As #EricPostpischil explained in comments, the constraint in question is not about the layout of objects in memory, but rather about the declared element type of an actual array. An object that is not declared as an array is not an array in the relevant sense, no matter how array-like it may seem, or how we think about it or use it. So no, the language spec does not forbid what you describe.
The compiler adds extra padding at the end of V2 so the size is a
multiple of the alignment. This is necessary for structs in an array
so the following structs remain properly aligned. But V2 must never be
placed in an array so I fail to see why there should be any padding at
the end of V2.
The C language specification permits implementations to pad structure layouts after any member, including the last, at their own discretion. Among the primary purposes is to allow structure members to be properly aligned, including, but not limited to, within arrays of structures, but use of padding in structure layouts is not contingent on there being an alignment-based justification.
In fact I would go so far as to say it is wrong to add padding there.
"Wrong" a strong word. Especially in the context of a language-lawyer question, you should back it up with an argument based on the language specification. I don't think you can do that.
It obfuscates calculating the size of the struct for a given length of
blob because now the offset of blob has to be considered instead of
the size of the struct.
Not exactly true. If you want to compute the minimum possible size into which an instance of your structure can fit then yes, you need to take the offset of the FAM into account. However,
That's not a function of there being padding, but rather of the offset of the FAM differing from the size of the structure. That can't happen without padding, but it doesn't have to happen with padding.
If you are so space-constrained that you cannot accommodate the possibility of a few bytes of overallocation for the sake of clearer code, then dynamic allocation and FAMs probably are not a good idea in the first place. In particular, the allocator itself typically does not allocate with single-byte granularity.
Substituting an offsetof expression for a sizeof expression is hardly obfuscatory. It might even be clearer, since then the name of the FAM actually appears in the size computation. Your particular example code is somewhat overcomplicated, however, by the unnecessary measure employed to make the allocation size a multiple of the structure's alignment requirement.
Although the size of a structure type that has a FAM does not include the size of the FAM itself, it does include any padding between the penultimate member and the FAM, and possibly more:
In most situations, the flexible array member is ignored. In
particular, the size of the structure is as if the flexible array
member were omitted except that it may have more trailing padding than
the omission would imply.
(C17 6.7.2.1/18)
Thus, a pretty tight upper bound on the space needed for a structure of type struct S that has a flexible array member fam of type fam_t can be calculated as:
size_t bytes_needed = sizeof(struct S) + num_fam_elements * sizeof(fam_t);
That is in fact idiomatic, but if you prefer
size_t bytes_needed = offsetof(struct S, fam) + num_fam_elements * sizeof(fam_t);
if (bytes_needed < sizeof(struct S)) {
bytes_needed = sizeof(struct S);
}
for the absolute minimum then I see nothing objectionable about that form.
Is there something I'm missing why struct V2 must be padded?
Undoubtedly so, as you observe your implementation to pad it, but the implementation does not owe you an explanation.
Nevertheless, your implementation most likely applies a combination of rules such as these:
the alignment requirement for a structure type is the same as the strictest alignment requirement of any of its members, and
the size of a structure type is an an integer multiple of its alignment requirement.
Neither of those is a rule of the language itself, but they are fairly common in practice. In particular, they are part of the System V x86_64 ABI, and undoubtedly of other ABIs, too. Note that although those rules do serve the purpose of ensuring that structure members can be properly aligned inside an array of structures, they make no exception for structure types that are not allowed to be the element type of an array.

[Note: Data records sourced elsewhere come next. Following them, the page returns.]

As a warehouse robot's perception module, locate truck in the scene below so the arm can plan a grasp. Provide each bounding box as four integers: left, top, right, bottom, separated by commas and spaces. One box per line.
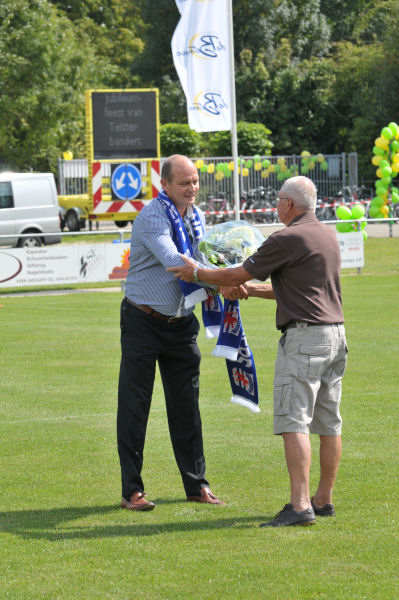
58, 159, 161, 231
0, 172, 61, 247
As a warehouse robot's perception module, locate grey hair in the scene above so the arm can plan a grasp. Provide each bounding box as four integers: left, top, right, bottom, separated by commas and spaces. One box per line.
280, 175, 317, 212
161, 154, 190, 183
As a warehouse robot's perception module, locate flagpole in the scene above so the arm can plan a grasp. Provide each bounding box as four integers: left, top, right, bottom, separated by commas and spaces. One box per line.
228, 0, 240, 221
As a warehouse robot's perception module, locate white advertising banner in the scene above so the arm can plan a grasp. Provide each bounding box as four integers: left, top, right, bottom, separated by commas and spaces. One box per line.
0, 243, 130, 289
172, 0, 232, 131
337, 232, 364, 269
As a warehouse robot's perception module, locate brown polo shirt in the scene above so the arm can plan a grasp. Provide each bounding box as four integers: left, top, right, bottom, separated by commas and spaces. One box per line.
243, 213, 344, 329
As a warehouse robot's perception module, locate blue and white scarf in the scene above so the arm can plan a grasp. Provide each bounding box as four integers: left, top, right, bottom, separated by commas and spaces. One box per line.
158, 190, 260, 412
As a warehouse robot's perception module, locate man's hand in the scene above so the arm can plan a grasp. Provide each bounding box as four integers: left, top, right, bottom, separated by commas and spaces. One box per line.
166, 254, 197, 283
219, 284, 248, 300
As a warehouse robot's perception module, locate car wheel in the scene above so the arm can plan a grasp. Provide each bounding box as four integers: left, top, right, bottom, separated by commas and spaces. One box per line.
65, 210, 80, 231
18, 235, 42, 248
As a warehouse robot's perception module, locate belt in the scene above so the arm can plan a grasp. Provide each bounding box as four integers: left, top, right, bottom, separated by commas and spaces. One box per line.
125, 296, 184, 324
280, 321, 341, 333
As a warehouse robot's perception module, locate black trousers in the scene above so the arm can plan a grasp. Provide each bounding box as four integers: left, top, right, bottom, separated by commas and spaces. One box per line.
117, 299, 209, 498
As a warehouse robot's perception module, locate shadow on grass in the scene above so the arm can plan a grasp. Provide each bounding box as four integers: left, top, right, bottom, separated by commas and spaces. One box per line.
0, 503, 268, 541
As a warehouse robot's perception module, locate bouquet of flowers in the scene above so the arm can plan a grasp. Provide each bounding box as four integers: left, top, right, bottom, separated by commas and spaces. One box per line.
196, 221, 265, 267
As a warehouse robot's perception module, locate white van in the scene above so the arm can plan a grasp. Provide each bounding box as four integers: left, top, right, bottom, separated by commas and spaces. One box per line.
0, 173, 61, 247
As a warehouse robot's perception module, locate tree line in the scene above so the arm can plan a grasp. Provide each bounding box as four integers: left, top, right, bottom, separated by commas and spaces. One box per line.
0, 0, 399, 179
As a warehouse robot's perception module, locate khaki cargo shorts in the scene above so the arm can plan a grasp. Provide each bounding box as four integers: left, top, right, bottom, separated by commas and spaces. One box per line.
273, 322, 348, 436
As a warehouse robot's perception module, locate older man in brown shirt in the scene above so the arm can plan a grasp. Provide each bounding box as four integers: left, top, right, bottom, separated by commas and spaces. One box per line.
169, 176, 347, 527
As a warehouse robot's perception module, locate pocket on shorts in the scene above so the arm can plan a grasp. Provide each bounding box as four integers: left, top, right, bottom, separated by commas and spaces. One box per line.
273, 377, 292, 415
299, 344, 331, 379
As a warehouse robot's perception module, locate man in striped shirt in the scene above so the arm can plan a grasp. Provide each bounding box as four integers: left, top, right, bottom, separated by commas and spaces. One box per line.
117, 155, 224, 510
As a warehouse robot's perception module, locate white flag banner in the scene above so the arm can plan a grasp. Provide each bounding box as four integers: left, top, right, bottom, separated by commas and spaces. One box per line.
172, 0, 232, 131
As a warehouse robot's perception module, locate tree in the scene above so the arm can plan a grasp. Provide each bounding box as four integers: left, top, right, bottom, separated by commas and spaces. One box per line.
0, 0, 113, 172
160, 123, 201, 156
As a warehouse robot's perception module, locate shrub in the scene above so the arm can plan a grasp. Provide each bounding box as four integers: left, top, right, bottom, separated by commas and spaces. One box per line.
207, 121, 273, 156
160, 123, 201, 157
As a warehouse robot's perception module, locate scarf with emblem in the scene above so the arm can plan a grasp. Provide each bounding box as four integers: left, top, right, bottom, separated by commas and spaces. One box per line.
158, 190, 260, 412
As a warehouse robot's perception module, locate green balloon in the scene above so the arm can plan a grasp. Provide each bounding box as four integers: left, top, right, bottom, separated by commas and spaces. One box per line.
370, 196, 384, 209
335, 223, 352, 233
337, 204, 352, 219
369, 205, 380, 219
373, 146, 385, 156
381, 127, 393, 141
375, 179, 388, 191
375, 185, 388, 196
382, 167, 392, 178
388, 121, 399, 137
351, 204, 366, 219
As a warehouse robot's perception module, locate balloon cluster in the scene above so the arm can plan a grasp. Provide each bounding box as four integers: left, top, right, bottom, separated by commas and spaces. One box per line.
369, 122, 399, 219
195, 150, 328, 181
336, 204, 367, 241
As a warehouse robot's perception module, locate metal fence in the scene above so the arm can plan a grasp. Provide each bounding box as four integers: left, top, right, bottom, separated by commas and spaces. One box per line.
58, 152, 358, 201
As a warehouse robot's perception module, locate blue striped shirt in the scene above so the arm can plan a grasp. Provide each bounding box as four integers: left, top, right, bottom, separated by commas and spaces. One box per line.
125, 198, 205, 316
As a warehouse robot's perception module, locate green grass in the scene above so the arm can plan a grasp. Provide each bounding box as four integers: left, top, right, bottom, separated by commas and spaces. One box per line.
0, 239, 399, 600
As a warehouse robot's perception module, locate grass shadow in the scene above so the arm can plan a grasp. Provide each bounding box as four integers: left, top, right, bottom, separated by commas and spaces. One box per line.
0, 501, 267, 541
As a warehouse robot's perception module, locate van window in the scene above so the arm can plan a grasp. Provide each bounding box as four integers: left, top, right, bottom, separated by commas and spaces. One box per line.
12, 177, 53, 208
0, 181, 14, 209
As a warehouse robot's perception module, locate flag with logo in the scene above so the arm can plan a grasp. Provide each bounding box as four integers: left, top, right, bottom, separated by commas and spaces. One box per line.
172, 0, 232, 131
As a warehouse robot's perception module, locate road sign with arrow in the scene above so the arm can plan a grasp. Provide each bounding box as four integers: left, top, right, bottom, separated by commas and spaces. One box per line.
111, 163, 142, 200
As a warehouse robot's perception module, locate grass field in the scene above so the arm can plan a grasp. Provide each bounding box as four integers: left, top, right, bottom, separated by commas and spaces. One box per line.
0, 239, 399, 600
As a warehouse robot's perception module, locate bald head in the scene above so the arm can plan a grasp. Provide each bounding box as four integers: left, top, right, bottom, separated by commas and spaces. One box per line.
161, 154, 199, 216
279, 175, 317, 213
161, 154, 196, 183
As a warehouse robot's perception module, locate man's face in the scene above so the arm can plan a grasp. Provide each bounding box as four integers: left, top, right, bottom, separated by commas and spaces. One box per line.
161, 159, 199, 215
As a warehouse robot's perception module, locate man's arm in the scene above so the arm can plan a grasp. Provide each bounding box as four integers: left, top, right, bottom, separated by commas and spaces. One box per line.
243, 281, 275, 300
166, 254, 252, 287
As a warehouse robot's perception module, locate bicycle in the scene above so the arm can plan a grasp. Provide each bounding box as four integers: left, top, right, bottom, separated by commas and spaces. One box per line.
198, 192, 233, 225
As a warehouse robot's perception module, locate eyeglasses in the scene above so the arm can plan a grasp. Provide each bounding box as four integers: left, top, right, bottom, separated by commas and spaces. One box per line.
183, 221, 194, 243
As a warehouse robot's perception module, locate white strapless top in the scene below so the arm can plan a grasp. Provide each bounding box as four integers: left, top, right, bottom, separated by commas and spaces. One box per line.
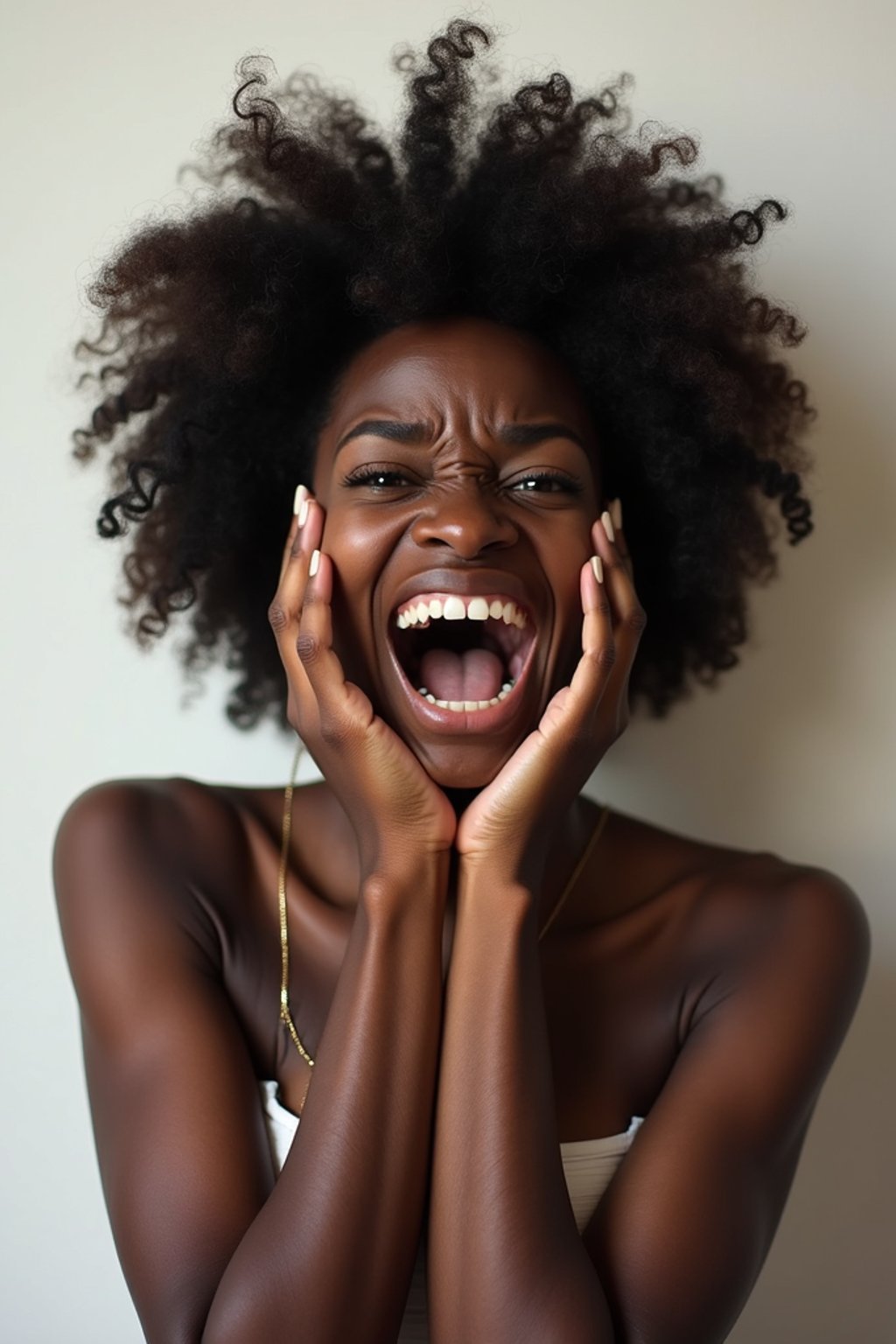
259, 1082, 643, 1344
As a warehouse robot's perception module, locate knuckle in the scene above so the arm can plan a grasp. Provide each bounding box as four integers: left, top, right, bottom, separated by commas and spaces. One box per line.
321, 715, 349, 752
296, 630, 321, 667
594, 642, 617, 672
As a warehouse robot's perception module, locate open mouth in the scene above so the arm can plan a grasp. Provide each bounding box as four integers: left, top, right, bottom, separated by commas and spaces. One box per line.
389, 592, 535, 712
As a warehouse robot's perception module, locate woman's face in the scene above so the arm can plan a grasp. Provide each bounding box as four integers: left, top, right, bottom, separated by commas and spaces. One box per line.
313, 317, 603, 789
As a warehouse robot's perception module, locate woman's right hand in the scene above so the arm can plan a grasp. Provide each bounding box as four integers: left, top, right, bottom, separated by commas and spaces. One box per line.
268, 496, 457, 880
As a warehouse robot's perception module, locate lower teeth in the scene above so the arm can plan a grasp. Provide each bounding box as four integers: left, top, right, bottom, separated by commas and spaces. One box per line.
416, 680, 516, 714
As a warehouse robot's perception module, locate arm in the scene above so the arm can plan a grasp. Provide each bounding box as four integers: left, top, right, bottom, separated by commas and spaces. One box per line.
429, 870, 869, 1344
427, 870, 614, 1344
53, 785, 446, 1344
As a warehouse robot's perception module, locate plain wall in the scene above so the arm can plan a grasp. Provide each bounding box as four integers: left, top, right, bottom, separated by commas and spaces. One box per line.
0, 0, 896, 1344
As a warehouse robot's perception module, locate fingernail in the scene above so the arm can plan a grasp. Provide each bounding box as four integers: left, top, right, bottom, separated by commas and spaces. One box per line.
600, 509, 617, 542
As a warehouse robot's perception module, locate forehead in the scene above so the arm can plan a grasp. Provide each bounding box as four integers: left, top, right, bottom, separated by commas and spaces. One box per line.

This answer addresses “Is there something I'm missing why struct V2 must be padded?”
If a compiler did not pad a structure type to be a multiple of its alignment requirement, then some structure types would violate this rule in C 2018 6.7.2.1 18:
… In particular, the size of the structure is as if the flexible array member were omitted except that it may have more trailing padding than the omission would imply…
To see this, consider this structure in an implementation where int is four bytes and has a four-byte alignment requirement:
struct s0
{
int i;
char c;
};
This structure requires five bytes for its members, so it must be padded to eight bytes to satisfy the alignment requirements when used in an array. Next, we add flexible array member:
struct s1
{
int i;
char c;
char a[];
};
This structure also requires five bytes for its inflexible members. None are required for the flexible array. If the compiler did not pad it to eight bytes, it would be shorter than struct s0, which violates the rule that its size must be either as if the flexible array member were omitted or that size plus more padding.
This tells us why a conforming compiler is constrained to include the padding. However, it does not tell us the reason for the rule. I see none except that it would be more complicated to write rules into the C standard to allow less padding.
Some Discussion About Object Size
Review of the C 2018 standard reveals nothing which explicitly says the size of an object must be a multiple of its alignment requirement. Obviously, the ability to put objects into an array depends on this, but the lack of a requirement that the size be a multiple of an alignment requirement would mean there might be some objects (besides a structure with flexible array member) that could not be used in arrays; the inability to put objects into an array would not cause the requirement to come into existence.
Thus, it might be conforming for a C implementation to define struct s0 to be five bytes with an alignment requirement of four bytes, and then it could make struct s1 also five bytes with an alignment requirement of four bytes.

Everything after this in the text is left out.